Mit strukturierten Daten zur eigenen KI: Im dritten Teil unserer KI-Serie erläutert Autor Matthias Brack, wie Handwerksbetriebe aus ihren Erfahrungen lernen und sich digitale Helfer bauen, die Zeit, Geld und Nerven sparen.

Wer kennt das nicht: Zehn Anfragen kommen gleichzeitig, der Kopf ist voll, das Telefon klingelt, die Baustelle drückt, und die große Frage bleibt – wo lohnt es sich, Energie reinzustecken? Bei uns im Betrieb liefert diese Antwort inzwischen eine KI. Sie schaut sich an, was wir aus der Vergangenheit wissen: Woher kommt der Kunde? Was ist ihm wichtig? Welches Budget steht bereit? Bis wann will er starten? Daraus berechnet das System, wie hoch die Wahrscheinlichkeit ist, dass am Ende ein Auftrag zustandekommt – mit zirka 70 Prozent Trefferquote. Das klingt erst mal nach großem Aufwand, war am Ende aber ein machbares Projekt. Und das Beste: Die Investition hat sich innerhalb weniger Monate gerechnet.
Seit mehr als fünf Jahren läuft die KI nun zuverlässig mit, spart uns unnötige Beratungsgespräche, reduziert Leerlaufzeiten, hilft uns, die richtigen Prioritäten zu setzen – und gibt dem gesamten Team mehr Sicherheit.
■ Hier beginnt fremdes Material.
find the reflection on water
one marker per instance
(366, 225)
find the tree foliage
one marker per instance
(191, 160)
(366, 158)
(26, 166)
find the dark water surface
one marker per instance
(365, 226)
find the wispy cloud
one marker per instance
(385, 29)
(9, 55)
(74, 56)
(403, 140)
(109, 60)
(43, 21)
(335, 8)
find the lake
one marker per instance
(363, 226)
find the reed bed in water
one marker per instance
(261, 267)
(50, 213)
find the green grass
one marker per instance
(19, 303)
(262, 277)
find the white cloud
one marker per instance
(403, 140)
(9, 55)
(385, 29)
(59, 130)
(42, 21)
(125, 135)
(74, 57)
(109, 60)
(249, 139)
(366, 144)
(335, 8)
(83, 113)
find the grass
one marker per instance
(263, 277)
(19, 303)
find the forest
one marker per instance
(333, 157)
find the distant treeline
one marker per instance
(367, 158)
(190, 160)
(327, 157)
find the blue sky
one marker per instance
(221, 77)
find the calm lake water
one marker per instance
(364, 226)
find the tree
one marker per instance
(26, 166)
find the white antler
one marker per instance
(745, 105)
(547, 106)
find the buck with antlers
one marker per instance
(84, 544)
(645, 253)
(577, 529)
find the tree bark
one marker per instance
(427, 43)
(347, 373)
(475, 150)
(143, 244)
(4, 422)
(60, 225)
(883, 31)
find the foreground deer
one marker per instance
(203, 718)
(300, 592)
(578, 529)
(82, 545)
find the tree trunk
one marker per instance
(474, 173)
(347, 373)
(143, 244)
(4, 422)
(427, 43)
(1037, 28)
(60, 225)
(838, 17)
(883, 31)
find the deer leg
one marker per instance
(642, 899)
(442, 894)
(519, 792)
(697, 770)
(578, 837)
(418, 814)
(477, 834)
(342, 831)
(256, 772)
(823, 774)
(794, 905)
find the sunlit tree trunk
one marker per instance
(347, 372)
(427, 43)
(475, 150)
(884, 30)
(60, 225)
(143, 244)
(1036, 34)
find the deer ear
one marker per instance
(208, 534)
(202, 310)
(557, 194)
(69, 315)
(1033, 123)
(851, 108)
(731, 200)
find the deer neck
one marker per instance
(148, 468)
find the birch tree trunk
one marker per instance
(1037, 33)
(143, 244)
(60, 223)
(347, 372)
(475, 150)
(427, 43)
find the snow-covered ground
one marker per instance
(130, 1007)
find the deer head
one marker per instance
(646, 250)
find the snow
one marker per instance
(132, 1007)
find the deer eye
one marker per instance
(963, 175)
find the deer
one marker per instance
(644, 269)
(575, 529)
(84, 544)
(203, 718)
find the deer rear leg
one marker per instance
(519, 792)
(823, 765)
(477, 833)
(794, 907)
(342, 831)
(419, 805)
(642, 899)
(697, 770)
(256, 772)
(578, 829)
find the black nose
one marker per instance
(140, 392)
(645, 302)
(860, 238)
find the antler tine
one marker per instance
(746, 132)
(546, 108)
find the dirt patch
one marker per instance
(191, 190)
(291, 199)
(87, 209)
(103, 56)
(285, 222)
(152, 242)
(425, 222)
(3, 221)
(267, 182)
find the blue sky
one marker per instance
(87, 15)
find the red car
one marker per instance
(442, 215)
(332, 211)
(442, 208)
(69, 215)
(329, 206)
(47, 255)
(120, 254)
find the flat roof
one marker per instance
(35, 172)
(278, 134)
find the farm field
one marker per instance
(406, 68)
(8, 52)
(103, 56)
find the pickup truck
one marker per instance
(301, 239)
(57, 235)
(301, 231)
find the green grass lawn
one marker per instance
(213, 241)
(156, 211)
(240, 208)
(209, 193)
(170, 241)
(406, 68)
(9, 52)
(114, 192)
Strukturierte Daten: die Grundlage von allem
Damit so etwas funktioniert, braucht es nicht gleich High-End-Technik. Es braucht vor allem eine saubere, belastbare Datenbasis. Viele Handwerksbetriebe sitzen auf einem Datenschatz, ohne es zu wissen. Angebote, Kundengespräche, Projektabläufe, Materialverbräuche, Maschinenlaufzeiten – überall stecken wertvolle Informationen drin. Entscheidend ist nicht nur, diese Daten zu erfassen, sondern sie auch vergleichbar zu machen. Weg von der Telefonnotiz oder dem Bauchgefühl hin zu einer Form, die sich auswerten lässt. Schon einfache Schritte wie digitale Anfragenerfassung, standardisierte Angebotsvorlagen oder die regelmäßige digitale Erfassung von Baustellendaten bringen den Betrieb in Verbindung mit KI hier gewaltig voran.